De tels agissements ne sont pas nouveaux pour le gouvernement conservateur. L’année dernière par exemple, après en avoir parlé sur toutes les tribunes, le ministre conservateur de l’Immigration Jason Kenney a annoncé officiellement en avril que le gouvernement avait mis en place un site Web identifiant les employeurs considérés « inaptes » à employer des travailleurs migrants. Ces « mauvais employeurs » pourraient se voir interdire de participer au Programme des travailleurs étrangers temporaires pendant deux ans. Bien que des milliers de cas aient été constatés, que le gouvernement conservateur ait reçu de la documentation sur ces abus et que les TUAC Canada lui aient fait parvenir son Livre des abus contre les travailleurs migrants, des centaines de cas sont recensés, la liste des « mauvais employeurs » du gouvernement conservateur demeure vide à ce jour.

Comme c’est le cas pour le Régime de pensions du Canada (RPC), si une personne contribue au programme d’AE, l’endroit cette personne réside une fois qu’elle a versé ses cotisations ne constitue pas un facteur raisonnablement pertinent pour le versement des prestations. Que les chèques soient envoyés à Kingston, en Ontario, ou à Kingston, en Jamaïque, cela ne devrait pas faire de différence une fois que les cotisations ont été payées. Certains travailleurs canadiens – pour une raison ou pour une autre, par exemple lors d’une retraite forcée après un licenciement – ne réintègrent jamais le marché du travail canadien. Certains de ces travailleurs pourraient même déménager à l’extérieur du pays.
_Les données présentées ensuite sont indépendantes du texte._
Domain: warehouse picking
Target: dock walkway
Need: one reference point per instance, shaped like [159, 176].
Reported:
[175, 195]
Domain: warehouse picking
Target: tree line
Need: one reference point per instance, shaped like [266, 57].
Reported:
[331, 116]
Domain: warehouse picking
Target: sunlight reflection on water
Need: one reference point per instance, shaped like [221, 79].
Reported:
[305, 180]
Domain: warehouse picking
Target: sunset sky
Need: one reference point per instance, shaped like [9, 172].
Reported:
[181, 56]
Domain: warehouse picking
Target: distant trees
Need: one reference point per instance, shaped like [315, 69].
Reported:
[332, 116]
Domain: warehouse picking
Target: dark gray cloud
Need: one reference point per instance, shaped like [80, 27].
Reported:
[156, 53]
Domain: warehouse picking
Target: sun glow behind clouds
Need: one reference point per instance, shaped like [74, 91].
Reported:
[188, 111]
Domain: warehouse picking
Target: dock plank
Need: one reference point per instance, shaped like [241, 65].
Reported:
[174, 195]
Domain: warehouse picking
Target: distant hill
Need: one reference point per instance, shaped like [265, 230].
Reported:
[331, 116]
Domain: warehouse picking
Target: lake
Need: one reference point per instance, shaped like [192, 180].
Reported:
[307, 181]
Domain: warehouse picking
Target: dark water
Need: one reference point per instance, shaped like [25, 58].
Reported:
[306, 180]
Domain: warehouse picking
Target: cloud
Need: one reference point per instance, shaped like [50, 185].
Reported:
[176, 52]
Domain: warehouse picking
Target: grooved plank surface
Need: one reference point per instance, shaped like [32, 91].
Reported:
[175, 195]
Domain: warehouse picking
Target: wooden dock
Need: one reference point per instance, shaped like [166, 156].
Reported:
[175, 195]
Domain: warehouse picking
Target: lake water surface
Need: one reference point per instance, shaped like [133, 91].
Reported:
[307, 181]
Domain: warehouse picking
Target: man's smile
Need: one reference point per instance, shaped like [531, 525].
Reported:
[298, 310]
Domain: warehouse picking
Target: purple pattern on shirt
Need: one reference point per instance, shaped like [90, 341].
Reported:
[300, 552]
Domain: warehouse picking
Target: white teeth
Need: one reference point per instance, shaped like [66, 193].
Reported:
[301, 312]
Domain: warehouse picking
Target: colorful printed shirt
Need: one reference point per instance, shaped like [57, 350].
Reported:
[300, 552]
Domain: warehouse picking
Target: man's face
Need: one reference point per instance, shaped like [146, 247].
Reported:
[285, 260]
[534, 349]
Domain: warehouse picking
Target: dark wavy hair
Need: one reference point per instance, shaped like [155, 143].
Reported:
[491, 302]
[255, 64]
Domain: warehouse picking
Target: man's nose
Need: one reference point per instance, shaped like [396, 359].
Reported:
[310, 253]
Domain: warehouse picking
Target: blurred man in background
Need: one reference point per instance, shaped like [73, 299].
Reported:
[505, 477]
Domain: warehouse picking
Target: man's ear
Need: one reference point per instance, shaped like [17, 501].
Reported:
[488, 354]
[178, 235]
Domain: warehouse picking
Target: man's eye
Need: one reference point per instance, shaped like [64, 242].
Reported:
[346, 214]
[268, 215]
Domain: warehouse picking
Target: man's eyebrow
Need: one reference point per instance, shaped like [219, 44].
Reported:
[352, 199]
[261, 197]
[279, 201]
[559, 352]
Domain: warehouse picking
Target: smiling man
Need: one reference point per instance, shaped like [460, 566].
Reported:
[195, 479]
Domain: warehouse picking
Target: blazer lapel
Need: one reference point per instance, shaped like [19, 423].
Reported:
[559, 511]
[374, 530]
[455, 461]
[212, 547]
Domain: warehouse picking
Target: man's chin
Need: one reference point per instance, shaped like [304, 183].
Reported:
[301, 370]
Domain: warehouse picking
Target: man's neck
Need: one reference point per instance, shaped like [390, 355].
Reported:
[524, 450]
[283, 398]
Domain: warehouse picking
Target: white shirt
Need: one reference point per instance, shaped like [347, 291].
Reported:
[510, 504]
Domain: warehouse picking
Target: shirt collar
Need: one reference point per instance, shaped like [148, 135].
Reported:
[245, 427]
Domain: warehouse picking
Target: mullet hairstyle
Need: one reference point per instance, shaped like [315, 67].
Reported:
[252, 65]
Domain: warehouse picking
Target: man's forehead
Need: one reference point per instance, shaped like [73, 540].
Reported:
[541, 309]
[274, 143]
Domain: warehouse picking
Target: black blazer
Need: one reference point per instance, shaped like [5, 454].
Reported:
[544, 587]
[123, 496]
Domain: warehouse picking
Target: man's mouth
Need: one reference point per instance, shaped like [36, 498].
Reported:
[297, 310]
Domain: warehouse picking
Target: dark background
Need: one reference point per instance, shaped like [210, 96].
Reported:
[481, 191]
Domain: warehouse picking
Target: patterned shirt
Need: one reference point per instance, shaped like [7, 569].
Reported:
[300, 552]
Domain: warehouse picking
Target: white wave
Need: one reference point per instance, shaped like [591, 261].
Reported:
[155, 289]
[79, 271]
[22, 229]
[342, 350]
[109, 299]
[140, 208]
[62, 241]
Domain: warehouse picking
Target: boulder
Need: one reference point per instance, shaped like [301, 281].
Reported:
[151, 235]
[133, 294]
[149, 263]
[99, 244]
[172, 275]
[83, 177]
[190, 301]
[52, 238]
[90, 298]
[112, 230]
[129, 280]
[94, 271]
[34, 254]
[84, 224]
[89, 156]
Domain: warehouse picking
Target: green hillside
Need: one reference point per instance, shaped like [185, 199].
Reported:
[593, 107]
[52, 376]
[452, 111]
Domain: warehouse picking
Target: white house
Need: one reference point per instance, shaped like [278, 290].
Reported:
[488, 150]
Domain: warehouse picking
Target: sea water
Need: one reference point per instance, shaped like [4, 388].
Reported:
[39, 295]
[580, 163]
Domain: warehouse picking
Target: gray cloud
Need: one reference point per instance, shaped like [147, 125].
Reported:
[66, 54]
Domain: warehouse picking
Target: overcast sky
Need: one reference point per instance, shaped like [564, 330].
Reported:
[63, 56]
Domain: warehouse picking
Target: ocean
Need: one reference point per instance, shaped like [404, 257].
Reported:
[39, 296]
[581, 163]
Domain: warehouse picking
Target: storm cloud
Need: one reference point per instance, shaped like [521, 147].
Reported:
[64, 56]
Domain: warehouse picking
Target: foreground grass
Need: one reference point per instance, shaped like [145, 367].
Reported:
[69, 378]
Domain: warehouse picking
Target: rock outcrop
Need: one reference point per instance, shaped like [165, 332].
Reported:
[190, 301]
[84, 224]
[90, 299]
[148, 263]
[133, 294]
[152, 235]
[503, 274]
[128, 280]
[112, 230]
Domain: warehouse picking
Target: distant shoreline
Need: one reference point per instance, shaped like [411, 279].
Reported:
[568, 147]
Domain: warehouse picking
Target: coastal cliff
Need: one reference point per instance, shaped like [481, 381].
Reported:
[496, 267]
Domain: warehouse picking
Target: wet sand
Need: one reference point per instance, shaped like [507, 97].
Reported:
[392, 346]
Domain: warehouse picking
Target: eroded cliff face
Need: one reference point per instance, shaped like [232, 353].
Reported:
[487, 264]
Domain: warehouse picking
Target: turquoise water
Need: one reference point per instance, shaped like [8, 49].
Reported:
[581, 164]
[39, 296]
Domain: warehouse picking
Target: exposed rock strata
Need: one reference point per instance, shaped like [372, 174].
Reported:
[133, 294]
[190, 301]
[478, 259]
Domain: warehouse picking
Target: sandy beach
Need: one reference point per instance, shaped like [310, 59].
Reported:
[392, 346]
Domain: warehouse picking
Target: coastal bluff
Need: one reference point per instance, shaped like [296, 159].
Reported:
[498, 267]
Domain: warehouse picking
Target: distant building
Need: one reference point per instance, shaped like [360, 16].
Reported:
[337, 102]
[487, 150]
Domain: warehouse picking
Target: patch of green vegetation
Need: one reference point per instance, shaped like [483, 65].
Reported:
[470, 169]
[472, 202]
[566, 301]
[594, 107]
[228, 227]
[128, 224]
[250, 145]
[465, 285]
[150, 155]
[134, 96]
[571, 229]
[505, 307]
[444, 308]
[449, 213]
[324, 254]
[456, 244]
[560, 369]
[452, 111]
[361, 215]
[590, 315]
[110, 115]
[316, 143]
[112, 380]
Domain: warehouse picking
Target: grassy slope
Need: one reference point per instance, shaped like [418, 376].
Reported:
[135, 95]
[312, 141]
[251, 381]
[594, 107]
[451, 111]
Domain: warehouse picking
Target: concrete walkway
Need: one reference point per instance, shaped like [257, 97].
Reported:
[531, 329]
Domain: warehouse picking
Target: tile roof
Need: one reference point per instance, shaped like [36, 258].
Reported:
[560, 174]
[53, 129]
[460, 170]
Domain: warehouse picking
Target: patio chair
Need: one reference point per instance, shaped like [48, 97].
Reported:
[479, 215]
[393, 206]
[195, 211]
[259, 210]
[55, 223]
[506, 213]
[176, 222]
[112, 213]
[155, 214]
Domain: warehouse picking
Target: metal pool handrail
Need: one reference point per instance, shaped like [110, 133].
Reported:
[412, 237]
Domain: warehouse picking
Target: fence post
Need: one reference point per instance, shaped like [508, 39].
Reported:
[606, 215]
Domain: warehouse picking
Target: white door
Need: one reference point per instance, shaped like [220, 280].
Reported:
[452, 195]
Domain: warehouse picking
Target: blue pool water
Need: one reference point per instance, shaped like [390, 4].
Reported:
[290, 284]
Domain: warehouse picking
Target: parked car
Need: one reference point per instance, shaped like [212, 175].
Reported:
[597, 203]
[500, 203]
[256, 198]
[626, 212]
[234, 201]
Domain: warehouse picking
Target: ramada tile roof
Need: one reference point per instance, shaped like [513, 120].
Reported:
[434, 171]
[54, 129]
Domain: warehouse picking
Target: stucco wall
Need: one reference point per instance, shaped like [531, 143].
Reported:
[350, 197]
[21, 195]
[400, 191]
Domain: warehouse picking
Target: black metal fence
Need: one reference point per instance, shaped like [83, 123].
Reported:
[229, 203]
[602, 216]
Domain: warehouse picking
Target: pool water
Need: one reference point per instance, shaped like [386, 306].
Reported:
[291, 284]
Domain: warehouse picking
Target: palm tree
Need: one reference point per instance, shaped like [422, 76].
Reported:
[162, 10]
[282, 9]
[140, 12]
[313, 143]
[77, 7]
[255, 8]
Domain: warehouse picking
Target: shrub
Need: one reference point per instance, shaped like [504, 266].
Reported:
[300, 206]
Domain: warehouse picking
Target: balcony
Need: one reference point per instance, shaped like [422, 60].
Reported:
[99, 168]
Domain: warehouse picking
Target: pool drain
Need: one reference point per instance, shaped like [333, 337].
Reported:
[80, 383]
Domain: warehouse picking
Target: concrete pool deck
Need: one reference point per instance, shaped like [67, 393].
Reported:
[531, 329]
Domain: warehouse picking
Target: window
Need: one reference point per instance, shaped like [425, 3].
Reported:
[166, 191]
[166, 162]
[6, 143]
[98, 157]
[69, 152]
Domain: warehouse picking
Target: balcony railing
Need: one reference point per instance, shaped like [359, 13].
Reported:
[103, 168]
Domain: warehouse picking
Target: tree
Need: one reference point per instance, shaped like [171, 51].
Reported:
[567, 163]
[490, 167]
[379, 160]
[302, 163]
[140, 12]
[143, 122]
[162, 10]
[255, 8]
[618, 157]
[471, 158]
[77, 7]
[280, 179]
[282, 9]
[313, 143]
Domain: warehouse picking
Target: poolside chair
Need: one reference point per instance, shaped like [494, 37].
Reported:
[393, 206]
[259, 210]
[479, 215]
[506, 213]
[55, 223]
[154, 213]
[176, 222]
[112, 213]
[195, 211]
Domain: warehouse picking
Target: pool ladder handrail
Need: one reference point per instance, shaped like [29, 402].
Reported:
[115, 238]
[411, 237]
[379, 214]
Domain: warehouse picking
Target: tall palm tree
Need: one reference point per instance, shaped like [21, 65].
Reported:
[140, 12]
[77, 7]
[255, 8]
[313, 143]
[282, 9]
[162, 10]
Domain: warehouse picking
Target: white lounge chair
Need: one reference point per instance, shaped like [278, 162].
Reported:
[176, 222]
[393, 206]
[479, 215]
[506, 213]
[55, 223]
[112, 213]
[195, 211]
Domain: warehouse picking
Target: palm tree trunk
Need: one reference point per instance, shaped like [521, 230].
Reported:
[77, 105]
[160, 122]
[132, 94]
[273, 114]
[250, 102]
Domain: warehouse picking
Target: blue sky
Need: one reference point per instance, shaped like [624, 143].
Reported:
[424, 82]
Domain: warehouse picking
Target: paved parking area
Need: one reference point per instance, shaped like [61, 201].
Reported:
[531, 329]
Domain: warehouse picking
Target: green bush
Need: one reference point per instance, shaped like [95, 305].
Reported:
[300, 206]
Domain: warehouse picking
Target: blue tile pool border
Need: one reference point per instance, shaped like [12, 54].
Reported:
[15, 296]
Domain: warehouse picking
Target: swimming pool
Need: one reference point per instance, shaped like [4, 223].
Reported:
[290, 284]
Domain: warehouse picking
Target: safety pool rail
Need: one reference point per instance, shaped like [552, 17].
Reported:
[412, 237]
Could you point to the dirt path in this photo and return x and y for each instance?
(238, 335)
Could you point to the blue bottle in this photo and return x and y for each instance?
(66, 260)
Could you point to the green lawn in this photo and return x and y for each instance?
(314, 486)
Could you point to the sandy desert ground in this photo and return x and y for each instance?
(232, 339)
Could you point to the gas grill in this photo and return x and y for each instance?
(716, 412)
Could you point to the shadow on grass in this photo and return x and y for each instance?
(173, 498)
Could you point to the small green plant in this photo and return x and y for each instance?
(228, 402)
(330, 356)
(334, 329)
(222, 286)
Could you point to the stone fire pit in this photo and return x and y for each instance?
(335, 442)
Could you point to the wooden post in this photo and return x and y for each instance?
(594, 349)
Ils recevraient tout de même leurs prestations en vertu du programme d’AE.

En outre, il y a des milliers de Canadiens retraités qui vivent à l’extérieur du pays et reçoivent leurs prestations du RPC après y avoir contribué toute leur vie. Ce dont il est question ici, c’est qu’il n’existe pas de politique publique rationnelle pour empêcher les travailleurs migrants de recevoir des prestations d’un programme d’assurance auxquels ils ont contribué simplement sur la base du principe que pour recevoir de telles prestations le prestataire doit être au Canada. Il faut encore une fois constater que cette nouvelle attaque de Harper et de ses acolytes sur les travailleurs migrants n’a rien à voir avec la rationalité.

Ces actions des conservateurs d’Ottawa, et les conditions générales sous lesquelles s’échinent chaque année des dizaines de milliers de travailleurs migrants, plantent de nouvelles semences d’inhumanité dans le jardin déjà luxuriant de l’exploitation, un jardin qui ne porte aucun fruit dont nous puissions être fiers en tant que Canadiens et Canadiennes. L’élimination continue des protections fondamentales et essentielles pour les travailleurs migrants est une stratégie volontaire qui foule du pied nos valeurs d’équité et de justice.